What happens when climate change destroys too many habitats? In the Early View paper “Robustness of mutualistic networks under phenological change and habitat destruction” Tomás A Revilla and co-workers present a model predicting potential outcomes.
Below is a short summary of their model and paper:
There is concern that climate change will disrupt the temporal schedules of interactions between plants and their pollinators or seed dispersers. This can make communities vulnerable to other ecological threats, for example habitat destruction. In our paper “Robustness of mutualistic networks under phenological change and habitat destruction”, we studied the simultaneous effects of phenological shifts and habitat destruction on the diversity and structure of mutualistic metacommunities.
We created a spatially-explicit model, in which the network of mutualistic interactions is locally determined by species occupancies, over a finite number of randomly distributed sites. The strengths of the interactions depend on the amount of phenological overlap between the species, affecting local survival.
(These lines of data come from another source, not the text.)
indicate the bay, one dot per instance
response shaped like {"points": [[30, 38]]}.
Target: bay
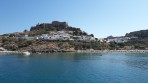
{"points": [[74, 68]]}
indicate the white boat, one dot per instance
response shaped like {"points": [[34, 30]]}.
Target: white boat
{"points": [[26, 53]]}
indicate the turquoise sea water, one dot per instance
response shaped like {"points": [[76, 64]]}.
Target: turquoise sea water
{"points": [[74, 68]]}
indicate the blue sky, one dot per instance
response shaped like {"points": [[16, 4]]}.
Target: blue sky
{"points": [[99, 17]]}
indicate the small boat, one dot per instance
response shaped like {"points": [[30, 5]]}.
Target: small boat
{"points": [[26, 53]]}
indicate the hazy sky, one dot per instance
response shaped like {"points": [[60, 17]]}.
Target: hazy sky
{"points": [[99, 17]]}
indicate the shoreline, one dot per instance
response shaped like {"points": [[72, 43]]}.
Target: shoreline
{"points": [[87, 51], [112, 51]]}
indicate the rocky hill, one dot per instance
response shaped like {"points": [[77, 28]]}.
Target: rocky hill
{"points": [[46, 28]]}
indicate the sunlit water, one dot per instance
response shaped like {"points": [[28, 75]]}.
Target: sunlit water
{"points": [[74, 68]]}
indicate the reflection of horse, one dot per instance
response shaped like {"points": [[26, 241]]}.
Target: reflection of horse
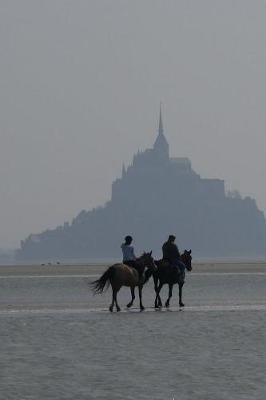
{"points": [[119, 275], [167, 274]]}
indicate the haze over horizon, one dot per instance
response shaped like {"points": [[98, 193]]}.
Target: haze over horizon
{"points": [[81, 83]]}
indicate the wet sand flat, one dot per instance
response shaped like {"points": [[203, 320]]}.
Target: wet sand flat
{"points": [[94, 268]]}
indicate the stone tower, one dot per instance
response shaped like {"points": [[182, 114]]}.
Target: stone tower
{"points": [[161, 146]]}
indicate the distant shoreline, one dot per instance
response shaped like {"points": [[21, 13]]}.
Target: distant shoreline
{"points": [[98, 268]]}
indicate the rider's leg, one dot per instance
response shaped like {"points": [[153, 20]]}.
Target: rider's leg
{"points": [[132, 289], [140, 298]]}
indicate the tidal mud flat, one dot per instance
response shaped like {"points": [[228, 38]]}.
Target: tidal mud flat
{"points": [[61, 342], [98, 268]]}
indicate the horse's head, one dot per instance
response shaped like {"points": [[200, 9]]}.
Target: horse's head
{"points": [[186, 259], [147, 260]]}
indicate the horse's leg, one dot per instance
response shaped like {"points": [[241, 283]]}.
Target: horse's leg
{"points": [[132, 297], [140, 298], [113, 301], [181, 304], [155, 280], [158, 300], [169, 295], [115, 296]]}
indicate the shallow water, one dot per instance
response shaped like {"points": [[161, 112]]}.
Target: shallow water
{"points": [[58, 341]]}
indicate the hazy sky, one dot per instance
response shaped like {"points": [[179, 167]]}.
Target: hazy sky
{"points": [[80, 87]]}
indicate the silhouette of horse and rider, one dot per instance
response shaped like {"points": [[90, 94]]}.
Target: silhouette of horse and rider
{"points": [[135, 272]]}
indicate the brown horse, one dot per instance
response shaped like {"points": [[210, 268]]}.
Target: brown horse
{"points": [[119, 275]]}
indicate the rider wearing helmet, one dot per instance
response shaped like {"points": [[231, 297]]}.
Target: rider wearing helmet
{"points": [[129, 257], [172, 255]]}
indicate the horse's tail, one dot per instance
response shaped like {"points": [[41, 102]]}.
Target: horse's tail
{"points": [[103, 282]]}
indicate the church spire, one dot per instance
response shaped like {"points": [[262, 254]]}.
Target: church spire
{"points": [[161, 146], [160, 121]]}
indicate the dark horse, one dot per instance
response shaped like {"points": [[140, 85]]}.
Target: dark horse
{"points": [[119, 275], [167, 274]]}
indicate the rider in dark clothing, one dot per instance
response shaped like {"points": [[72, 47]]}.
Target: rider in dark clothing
{"points": [[172, 255]]}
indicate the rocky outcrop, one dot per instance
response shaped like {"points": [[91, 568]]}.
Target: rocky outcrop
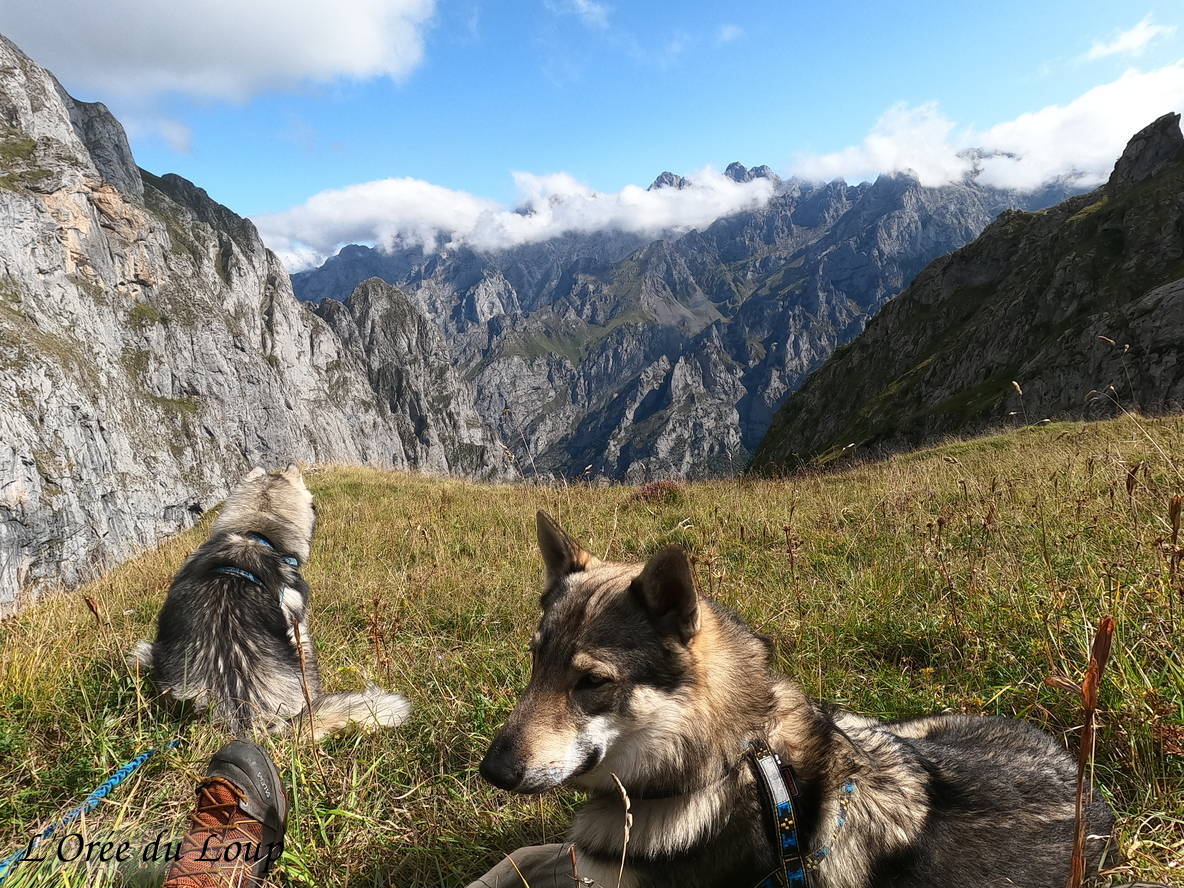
{"points": [[152, 351], [409, 367], [602, 354], [1076, 311]]}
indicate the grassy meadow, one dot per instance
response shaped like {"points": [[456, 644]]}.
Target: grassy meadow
{"points": [[952, 579]]}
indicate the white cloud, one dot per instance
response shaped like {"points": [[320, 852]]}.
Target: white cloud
{"points": [[1079, 140], [411, 211], [1131, 42], [136, 49], [177, 135], [592, 13], [728, 33]]}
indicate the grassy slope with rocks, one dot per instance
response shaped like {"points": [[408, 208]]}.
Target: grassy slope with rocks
{"points": [[951, 579]]}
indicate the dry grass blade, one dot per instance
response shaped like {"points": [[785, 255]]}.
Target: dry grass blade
{"points": [[1099, 655], [629, 828]]}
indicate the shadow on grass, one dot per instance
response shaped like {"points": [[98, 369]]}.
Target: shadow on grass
{"points": [[450, 866]]}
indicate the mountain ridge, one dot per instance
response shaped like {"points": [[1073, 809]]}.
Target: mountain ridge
{"points": [[1073, 311], [632, 359], [153, 351]]}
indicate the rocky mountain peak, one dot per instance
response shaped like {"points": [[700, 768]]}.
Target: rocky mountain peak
{"points": [[738, 172], [1151, 150], [152, 351], [668, 180]]}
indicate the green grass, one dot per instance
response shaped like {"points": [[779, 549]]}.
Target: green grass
{"points": [[953, 579]]}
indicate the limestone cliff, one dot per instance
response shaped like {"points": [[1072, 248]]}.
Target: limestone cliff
{"points": [[152, 351]]}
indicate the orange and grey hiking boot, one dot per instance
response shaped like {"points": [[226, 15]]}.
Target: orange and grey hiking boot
{"points": [[237, 829]]}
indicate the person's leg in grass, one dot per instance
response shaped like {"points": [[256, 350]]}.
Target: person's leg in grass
{"points": [[237, 827]]}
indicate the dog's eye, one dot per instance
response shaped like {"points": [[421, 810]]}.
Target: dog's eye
{"points": [[590, 681]]}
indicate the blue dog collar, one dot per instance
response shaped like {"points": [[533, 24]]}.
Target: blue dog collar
{"points": [[244, 574]]}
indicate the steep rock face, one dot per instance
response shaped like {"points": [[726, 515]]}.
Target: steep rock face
{"points": [[1080, 306], [409, 367], [150, 349], [604, 355]]}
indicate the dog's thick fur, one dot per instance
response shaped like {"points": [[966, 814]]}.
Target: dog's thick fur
{"points": [[230, 644], [635, 675]]}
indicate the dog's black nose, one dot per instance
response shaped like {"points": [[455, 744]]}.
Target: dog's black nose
{"points": [[501, 766]]}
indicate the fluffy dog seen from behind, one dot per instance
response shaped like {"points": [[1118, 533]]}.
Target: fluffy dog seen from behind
{"points": [[232, 636]]}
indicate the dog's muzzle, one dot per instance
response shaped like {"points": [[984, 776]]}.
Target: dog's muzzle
{"points": [[502, 766]]}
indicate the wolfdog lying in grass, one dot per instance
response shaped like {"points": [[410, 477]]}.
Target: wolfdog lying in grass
{"points": [[637, 679], [232, 636]]}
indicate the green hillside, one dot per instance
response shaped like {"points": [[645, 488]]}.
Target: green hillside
{"points": [[950, 579]]}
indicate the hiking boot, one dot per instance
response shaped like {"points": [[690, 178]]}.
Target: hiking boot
{"points": [[237, 829]]}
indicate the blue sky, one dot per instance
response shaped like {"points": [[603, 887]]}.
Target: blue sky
{"points": [[609, 92]]}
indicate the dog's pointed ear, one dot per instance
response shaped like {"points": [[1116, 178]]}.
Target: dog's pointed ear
{"points": [[666, 587], [560, 553]]}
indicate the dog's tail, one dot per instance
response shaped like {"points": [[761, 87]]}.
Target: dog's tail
{"points": [[370, 709]]}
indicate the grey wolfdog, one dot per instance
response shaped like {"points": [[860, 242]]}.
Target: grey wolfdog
{"points": [[226, 637], [636, 677]]}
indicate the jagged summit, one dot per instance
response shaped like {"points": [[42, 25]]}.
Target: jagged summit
{"points": [[152, 351], [1151, 150], [1076, 311], [668, 180]]}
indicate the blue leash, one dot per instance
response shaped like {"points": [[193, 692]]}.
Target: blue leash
{"points": [[8, 864]]}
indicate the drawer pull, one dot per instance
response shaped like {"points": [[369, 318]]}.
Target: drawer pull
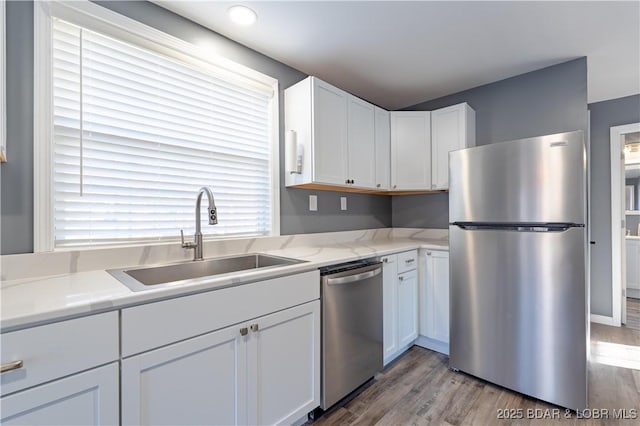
{"points": [[4, 368]]}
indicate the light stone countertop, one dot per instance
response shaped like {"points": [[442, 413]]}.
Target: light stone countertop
{"points": [[38, 300]]}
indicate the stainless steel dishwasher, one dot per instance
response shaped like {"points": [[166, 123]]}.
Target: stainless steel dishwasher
{"points": [[351, 327]]}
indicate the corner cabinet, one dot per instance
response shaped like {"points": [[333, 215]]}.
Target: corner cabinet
{"points": [[383, 148], [452, 128], [434, 300], [69, 373], [337, 141], [410, 150], [334, 134], [400, 303]]}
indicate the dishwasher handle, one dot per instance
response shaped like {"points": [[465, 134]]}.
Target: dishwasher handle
{"points": [[351, 278]]}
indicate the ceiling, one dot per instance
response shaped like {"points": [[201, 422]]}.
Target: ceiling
{"points": [[396, 53]]}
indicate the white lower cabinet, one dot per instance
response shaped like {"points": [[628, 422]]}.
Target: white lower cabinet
{"points": [[284, 365], [88, 398], [407, 308], [434, 300], [389, 307], [199, 381], [400, 303], [264, 371], [61, 373]]}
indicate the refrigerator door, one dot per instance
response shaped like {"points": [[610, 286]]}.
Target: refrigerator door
{"points": [[537, 180], [518, 311]]}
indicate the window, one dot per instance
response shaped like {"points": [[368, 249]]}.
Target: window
{"points": [[137, 131]]}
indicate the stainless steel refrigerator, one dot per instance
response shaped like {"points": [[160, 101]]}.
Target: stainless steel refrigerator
{"points": [[518, 295]]}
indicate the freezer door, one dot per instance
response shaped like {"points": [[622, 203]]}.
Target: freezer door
{"points": [[529, 180], [519, 311]]}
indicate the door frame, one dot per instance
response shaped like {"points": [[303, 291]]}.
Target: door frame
{"points": [[617, 260]]}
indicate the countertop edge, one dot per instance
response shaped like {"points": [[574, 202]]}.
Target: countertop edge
{"points": [[118, 296]]}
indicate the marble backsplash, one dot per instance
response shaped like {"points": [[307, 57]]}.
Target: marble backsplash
{"points": [[19, 266]]}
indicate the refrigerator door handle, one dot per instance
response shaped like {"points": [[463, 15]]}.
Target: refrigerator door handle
{"points": [[518, 227]]}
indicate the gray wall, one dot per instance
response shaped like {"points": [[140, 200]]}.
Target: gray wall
{"points": [[16, 183], [550, 100], [365, 211], [604, 115]]}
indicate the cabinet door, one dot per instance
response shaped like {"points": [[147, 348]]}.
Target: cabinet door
{"points": [[410, 150], [383, 148], [284, 365], [407, 308], [361, 144], [329, 133], [447, 134], [437, 296], [198, 381], [390, 307], [633, 265], [89, 398]]}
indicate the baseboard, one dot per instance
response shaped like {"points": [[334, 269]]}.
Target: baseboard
{"points": [[397, 354], [601, 319], [434, 345]]}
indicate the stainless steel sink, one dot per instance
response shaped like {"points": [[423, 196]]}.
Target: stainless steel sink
{"points": [[141, 278]]}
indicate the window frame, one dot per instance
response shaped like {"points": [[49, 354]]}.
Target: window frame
{"points": [[3, 76], [110, 23]]}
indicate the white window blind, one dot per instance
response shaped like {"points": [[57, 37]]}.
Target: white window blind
{"points": [[136, 134]]}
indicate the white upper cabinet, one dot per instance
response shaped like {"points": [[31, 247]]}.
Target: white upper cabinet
{"points": [[383, 148], [330, 129], [336, 140], [452, 128], [334, 134], [410, 150], [633, 267], [361, 143]]}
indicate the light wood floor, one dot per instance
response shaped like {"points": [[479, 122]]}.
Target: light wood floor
{"points": [[419, 389], [633, 313]]}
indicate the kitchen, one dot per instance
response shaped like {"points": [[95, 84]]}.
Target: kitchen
{"points": [[549, 99]]}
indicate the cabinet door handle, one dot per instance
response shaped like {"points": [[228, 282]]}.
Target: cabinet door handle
{"points": [[10, 366]]}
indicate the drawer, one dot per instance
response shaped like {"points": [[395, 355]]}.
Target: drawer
{"points": [[157, 324], [407, 261], [56, 350]]}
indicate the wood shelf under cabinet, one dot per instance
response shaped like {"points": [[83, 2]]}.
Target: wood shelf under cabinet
{"points": [[322, 187]]}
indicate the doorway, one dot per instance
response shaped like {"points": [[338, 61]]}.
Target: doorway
{"points": [[625, 224]]}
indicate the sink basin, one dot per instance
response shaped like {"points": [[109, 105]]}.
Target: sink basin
{"points": [[141, 278]]}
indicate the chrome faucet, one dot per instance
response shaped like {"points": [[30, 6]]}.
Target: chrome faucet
{"points": [[196, 244]]}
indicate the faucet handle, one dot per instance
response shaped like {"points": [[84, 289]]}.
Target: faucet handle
{"points": [[186, 245], [213, 216]]}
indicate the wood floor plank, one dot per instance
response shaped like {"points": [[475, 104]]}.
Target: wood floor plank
{"points": [[419, 389]]}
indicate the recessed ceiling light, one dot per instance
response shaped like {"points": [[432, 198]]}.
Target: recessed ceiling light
{"points": [[242, 15]]}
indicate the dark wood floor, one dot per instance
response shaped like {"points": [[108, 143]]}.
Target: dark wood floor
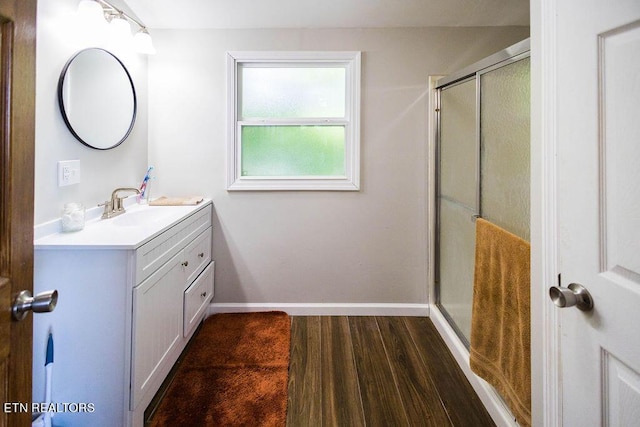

Our model uses empirical data on plant and pollinator phenologies recorded a century ago by Charles Robertson, and in present times and in the same area by Burkle et al (DOI: 10.1126/science.1232728), giving us the opportunity to simulate projected as well as historical changes in phenology. Habitat destruction was simulated by removing sites from the model.
Our results show that habitat destruction causes the gradual erosion of local diversity. A catastrophic collapse in global diversity finally happens when the number of non-destroyed sites becomes too low, and the distances between them too large for recolonization. Recovering from such collapses could be difficult due to the positive feedbacks characterizing mutualisms, which promote alternative stable states.
Under phenological shifts interactions become weaker on average, increasing local extinction rates. When habitat destruction and phenological shifts occur together, they act synergistically: many sites become barren even though they are not destroyed, but for practical purposes these sites behave as if they were destroyed, making metacommunities even more vulnerable to habitat destruction.
Previous research has shown that connectance and nestedness can make mutualistic communities robust against cascading extinctions. We discovered that in effect, these network properties gradually decline with habitat destruction, leaving a very small core of highly connected sites holding the metacommunity before the final collapse. Small alterations in phenology can raise connectance a little bit, due to a few generalist species being able to make new interactions, but overall, large alterations tend to reduce connectance.
We can conclude that the robustness of mutualistic metacommunities against habitat destruction can be greatly impaired by the weakening of mutualistic benefits caused by the loss of phenological overlap.
We wish to thank Jacob Johansson, Niclas Jonzén and Jan-Åke Nilsson for inviting us to contribute with our paper to the special issue about “Phenological change and ecological interactions”.